En política, las palabras importan, y cuando se usan de forma confusa o contradictoria, las consecuencias no son solo semánticas: son estructurales. Ese es precisamente el caso del Partido Liberal Progresista (PLP), que nació cargando una contradicción ideológica que lo condenó desde el principio. Su nombre mismo es un oxímoron: “liberal” y “progresista” son conceptos que, desde la perspectiva del liberalismo clásico, no solo son distintos, sino incompatibles.
La semántica secuestrada
En Estados Unidos, desde mediados del siglo XX, el término “liberal” fue usurpado por sectores estatistas que promovían el intervencionismo económico, la redistribución forzada y un creciente aparato regulador. Como advirtió Murray Rothbard, esto obligó a los auténticos liberales a replegarse semánticamente bajo nuevas etiquetas como “libertarian” o “liberal clásico” para diferenciarse de estos nuevos “liberales” que, en realidad, defendían políticas contrarias a la libertad individual.
Algo similar ha ocurrido en Costa Rica: quienes fundaron el PLP no comprendieron, o no quisieron admitir, que juntar el término “liberal” con “progresista” es un intento artificial de fusionar dos corrientes filosóficas opuestas. El progresismo moderno es esencialmente constructivista, racionalista y estatista. El liberalismo clásico es escéptico del poder, defensor del orden espontáneo y promotor del gobierno limitado.
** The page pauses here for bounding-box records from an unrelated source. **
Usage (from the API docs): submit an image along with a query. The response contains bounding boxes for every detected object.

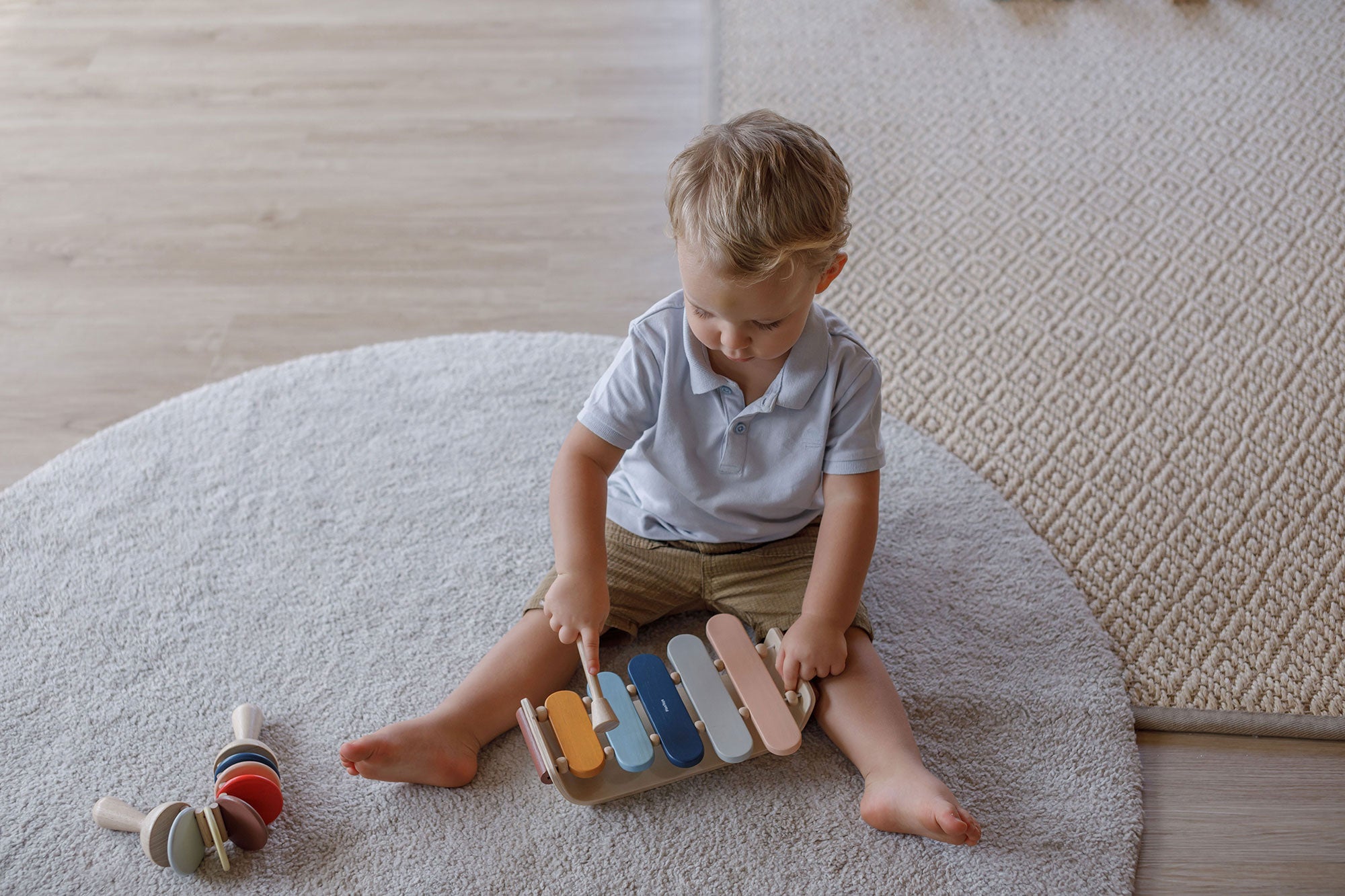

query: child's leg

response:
[340,610,580,787]
[812,626,981,846]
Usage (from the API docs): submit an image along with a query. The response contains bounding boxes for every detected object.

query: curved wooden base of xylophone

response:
[516,620,815,806]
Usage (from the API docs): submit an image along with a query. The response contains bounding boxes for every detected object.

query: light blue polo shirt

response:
[578,289,885,544]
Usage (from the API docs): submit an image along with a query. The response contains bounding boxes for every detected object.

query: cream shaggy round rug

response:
[0,332,1141,893]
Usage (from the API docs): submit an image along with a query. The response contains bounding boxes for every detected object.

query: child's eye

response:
[691,305,781,329]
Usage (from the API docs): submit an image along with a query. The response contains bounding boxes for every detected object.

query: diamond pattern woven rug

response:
[712,0,1345,721]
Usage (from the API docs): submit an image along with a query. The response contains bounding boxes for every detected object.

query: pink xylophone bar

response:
[516,614,815,806]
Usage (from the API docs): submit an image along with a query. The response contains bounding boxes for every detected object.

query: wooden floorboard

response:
[0,0,1345,893]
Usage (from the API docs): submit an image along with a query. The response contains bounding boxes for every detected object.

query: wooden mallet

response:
[574,638,620,735]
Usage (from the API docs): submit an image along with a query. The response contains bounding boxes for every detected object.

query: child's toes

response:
[340,737,375,768]
[935,803,971,837]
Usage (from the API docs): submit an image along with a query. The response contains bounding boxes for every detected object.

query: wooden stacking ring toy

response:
[215,762,280,791]
[215,775,285,825]
[215,754,280,780]
[93,797,191,868]
[214,704,278,770]
[219,794,270,852]
[515,614,815,806]
[93,797,229,874]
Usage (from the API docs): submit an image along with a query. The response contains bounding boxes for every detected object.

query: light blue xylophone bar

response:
[589,671,654,772]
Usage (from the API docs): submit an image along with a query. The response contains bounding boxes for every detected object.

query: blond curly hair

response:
[664,109,850,286]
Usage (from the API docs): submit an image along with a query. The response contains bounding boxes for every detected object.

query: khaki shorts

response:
[523,517,873,639]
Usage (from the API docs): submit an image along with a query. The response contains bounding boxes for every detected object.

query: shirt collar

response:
[682,292,830,410]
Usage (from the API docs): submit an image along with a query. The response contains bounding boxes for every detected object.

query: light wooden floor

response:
[0,0,1345,893]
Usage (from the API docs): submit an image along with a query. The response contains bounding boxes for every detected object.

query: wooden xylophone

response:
[516,614,814,806]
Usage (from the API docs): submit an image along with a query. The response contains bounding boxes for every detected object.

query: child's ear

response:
[815,251,850,292]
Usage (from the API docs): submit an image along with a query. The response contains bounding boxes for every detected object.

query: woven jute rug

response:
[710,0,1345,736]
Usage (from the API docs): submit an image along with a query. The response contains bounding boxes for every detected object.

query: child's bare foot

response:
[340,713,482,787]
[859,766,981,846]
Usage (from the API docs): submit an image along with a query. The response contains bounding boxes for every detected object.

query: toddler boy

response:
[340,109,981,845]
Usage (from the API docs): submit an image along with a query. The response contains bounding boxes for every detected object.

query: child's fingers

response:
[582,628,599,676]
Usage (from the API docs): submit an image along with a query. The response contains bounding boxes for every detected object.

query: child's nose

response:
[720,329,752,348]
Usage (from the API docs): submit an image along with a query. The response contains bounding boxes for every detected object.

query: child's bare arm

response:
[776,470,880,690]
[542,422,625,673]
No se pueden mezclar sin traicionar los fundamentos de ambos.
El progresismo como antítesis del liberalismo clásico
La confusión ideológica del PLP no es anecdótica; es estructural. El liberalismo clásico —con raíces en la tradición anglosajona y escocesa, con pensadores como Locke, Hume, Smith, más tarde Bastiat, y reforzado por la Escuela Austríaca y la Escuela de Salamanca— parte de un principio esencial: solo el individuo es sujeto de derechos fundamentales. El colectivismo, ya sea nacionalista, socialista o identitario, es ontológicamente insostenible. Los colectivos no existen como entidades con voluntad propia, y para satisfacer sus demandas es necesario recurrir a la coerción estatal, otorgando privilegios que inevitablemente se financian con los recursos de otros ciudadanos.
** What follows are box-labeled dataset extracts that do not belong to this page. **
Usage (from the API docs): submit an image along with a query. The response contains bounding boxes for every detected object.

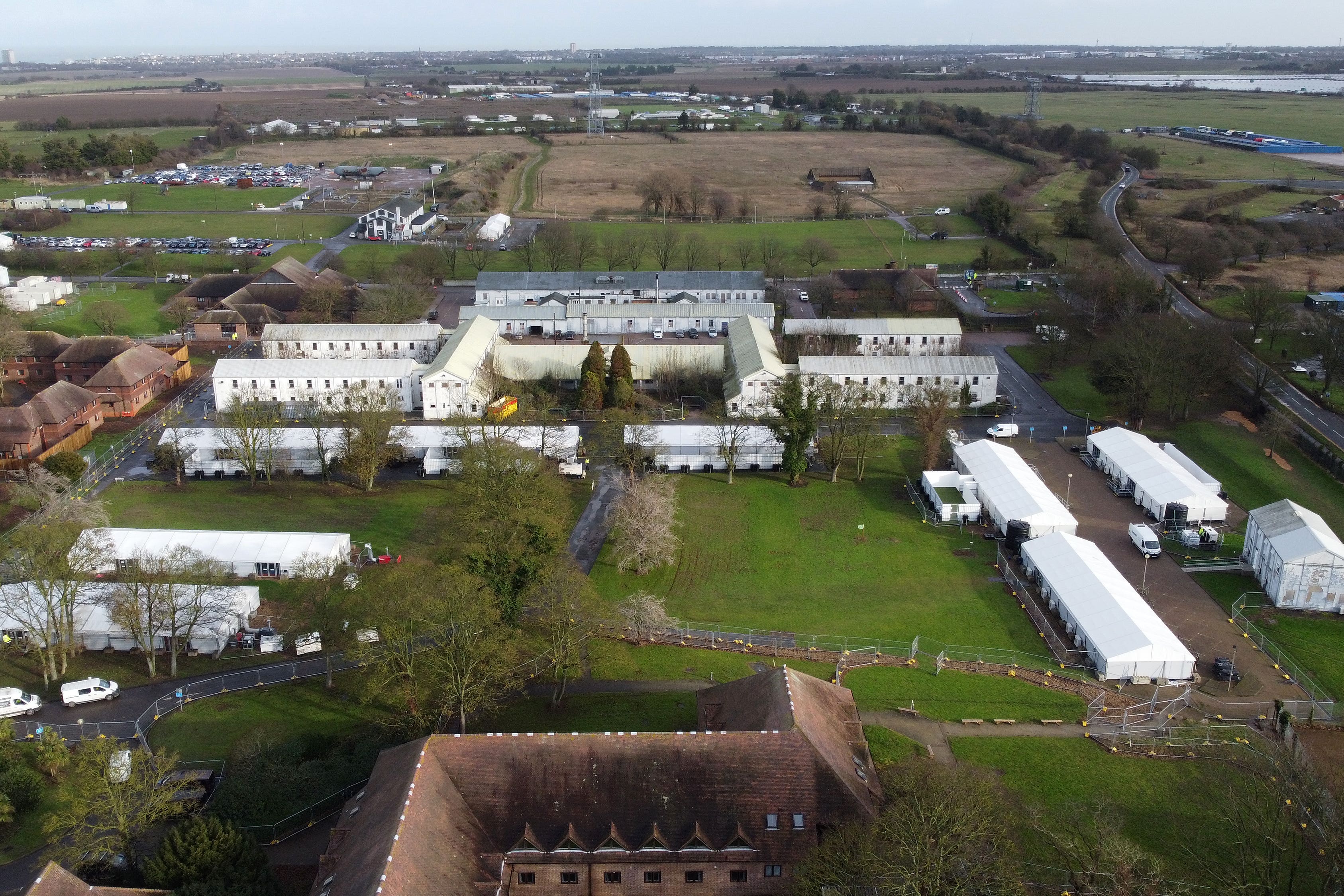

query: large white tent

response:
[952,439,1078,539]
[0,582,261,653]
[1021,532,1195,681]
[1087,426,1227,523]
[71,528,349,578]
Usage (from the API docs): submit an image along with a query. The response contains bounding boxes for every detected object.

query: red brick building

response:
[312,669,880,896]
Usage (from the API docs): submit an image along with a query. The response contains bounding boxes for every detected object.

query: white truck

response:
[1129,523,1163,559]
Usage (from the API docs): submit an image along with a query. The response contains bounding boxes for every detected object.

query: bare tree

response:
[612,476,679,575]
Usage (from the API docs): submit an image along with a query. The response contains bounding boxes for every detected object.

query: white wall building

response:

El progresismo, sin embargo, promueve “derechos colectivos”, “justicias sociales” y otras formas de redistribución forzada que rompen con el principio de igualdad ante la ley y lo sustituyen por la igualdad mediante la ley, es decir, mediante el uso del aparato estatal para rediseñar la sociedad según un ideal utópico. Esta lógica es ajena y antagónica al pensamiento liberal clásico.
El fracaso del PLP: incoherencia como estrategia
El PLP quiso ser muchas cosas a la vez. Quiso hablar de libre mercado, pero sin renunciar al fetiche redistributivo del Estado. Quiso defender la libertad individual, pero sin enfrentarse a los dogmas del progresismo cultural. Quiso parecer moderno, pero se olvidó de que no todo lo que se presenta como “progresista” funciona en la sociedad. Como advirtió Friedrich Hayek, la verdadera libertad necesita del anclaje en la tradición, en las instituciones naturales y en la evolución espontánea del orden social.
Al final, el PLP terminó siendo una organización ideológicamente híbrida, que no satisfizo ni a los liberales coherentes ni a los progresistas convencidos. Su intento de construir una síntesis entre libertad y redistribución lo convirtió en una oferta política hueca, más cercana a la socialdemocracia tecnocrática que al verdadero liberalismo clásico. Como era de esperarse, esa incoherencia se tradujo en pérdida de rumbo, falta de identidad y desconexión con los votantes.
Volver a la claridad: liberalismo sin apellidos
Costa Rica necesita urgentemente una opción política que defienda la libertad de forma clara, coherente y sin disfraces. Eso implica retomar el legado del liberalismo clásico, que no solo es económico, sino también moral, institucional y filosófico. Un liberalismo que comprenda que el Estado debe estar al servicio del ciudadano, no al revés. Que los derechos no se colectivizan, y que la igualdad verdadera solo puede existir ante la ley, no a través de ella.
El PLP nació muerto porque intentó crear una criatura política híbrida sin fundamentos. La lección es clara: no se puede construir una alternativa sólida cuando se parte de una contradicción ideológica como principio fundacional. La coherencia no es solo deseable en política: es indispensable para sobrevivir.